L1 covers the hardware substrate exposed to system software: GPUs, TPUs, NPUs, CPUs, memory hierarchy, accelerators, interconnects, and cluster topology. It is where AI capability becomes a physical allocation problem.

L1Compute Fabric
  1. Accelerators
  2. Memory
  3. Interconnect
  4. Topology

What belongs here

L1 is concerned with the compute resources themselves. It does not decide how a model is compiled, quantized, routed, or governed, but it strongly shapes what those upper layers can achieve.
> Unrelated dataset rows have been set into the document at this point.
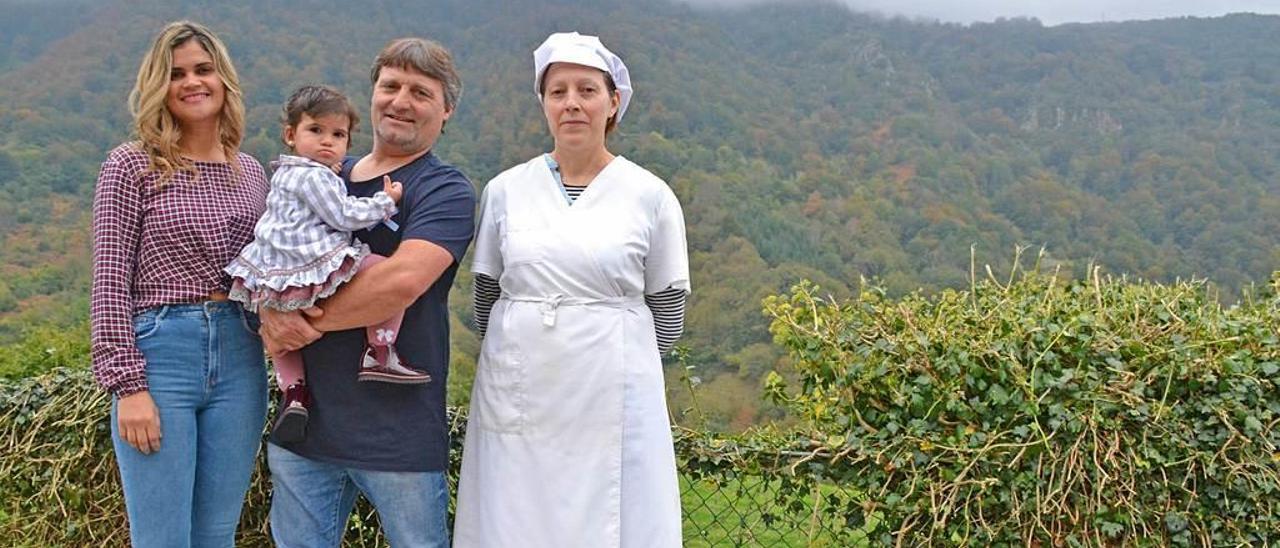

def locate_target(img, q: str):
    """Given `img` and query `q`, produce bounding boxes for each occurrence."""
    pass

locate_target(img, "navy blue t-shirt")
[273,152,476,471]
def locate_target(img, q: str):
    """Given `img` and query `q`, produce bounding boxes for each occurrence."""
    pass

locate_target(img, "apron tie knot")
[543,293,564,328]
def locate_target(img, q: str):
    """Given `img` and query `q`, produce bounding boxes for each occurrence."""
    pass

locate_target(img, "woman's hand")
[115,391,160,455]
[383,175,404,204]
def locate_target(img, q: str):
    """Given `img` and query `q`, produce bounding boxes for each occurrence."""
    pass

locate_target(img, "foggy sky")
[684,0,1280,24]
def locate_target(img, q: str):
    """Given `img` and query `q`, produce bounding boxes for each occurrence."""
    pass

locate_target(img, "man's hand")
[115,391,160,455]
[383,175,404,204]
[257,306,324,353]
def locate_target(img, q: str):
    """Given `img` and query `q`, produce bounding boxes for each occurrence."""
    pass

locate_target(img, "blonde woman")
[91,22,268,548]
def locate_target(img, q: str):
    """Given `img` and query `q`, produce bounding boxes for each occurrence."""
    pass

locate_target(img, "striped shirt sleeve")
[644,287,689,353]
[471,274,502,338]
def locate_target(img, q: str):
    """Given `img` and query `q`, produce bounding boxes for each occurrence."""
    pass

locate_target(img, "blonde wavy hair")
[129,20,244,184]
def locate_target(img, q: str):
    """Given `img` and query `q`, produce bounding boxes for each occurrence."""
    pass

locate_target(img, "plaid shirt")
[227,155,396,291]
[90,143,268,397]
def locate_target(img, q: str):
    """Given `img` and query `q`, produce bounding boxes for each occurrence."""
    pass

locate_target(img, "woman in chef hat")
[454,32,690,547]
Representative projects and platforms

Project or platform Why it might fit Adjacent layers
NVIDIA Blackwell GPU architecture for large-scale training and inference systems. L2 drivers, L3 compilation
AMD Instinct Accelerator hardware used in AI and HPC deployments. L2 ROCm, L7 serving
Google Cloud TPU Tensor processing hardware exposed through Google Cloud. L2 runtime, L3 XLA
AWS Trainium and Inferentia Purpose-built AWS chips for model training and inference. L2 runtime, L7 inference
Cerebras Wafer-Scale Engine Wafer-scale AI compute that challenges typical cluster assumptions. L1 compute, L3 compilation
Groq LPU Inference-oriented processing architecture with distinct latency tradeoffs. L7 decoding, L12 routing

Boundary questions

  • Should interconnect protocols such as NVLink or InfiniBand be modeled inside L1, or as part of L13 transport when they affect distributed inference semantics?
  • When a cloud exposes "instances" rather than chips, should the layer describe the underlying fabric or the purchasable unit?
  • How much model-specific acceleration belongs in hardware before it becomes an L3 or L7 concern?

Signals to watch

  • Specialized inference chips changing routing economics.
  • Memory bandwidth becoming a stronger limiting factor than raw FLOPS.
  • Compute providers exposing topology-aware placement APIs to application teams.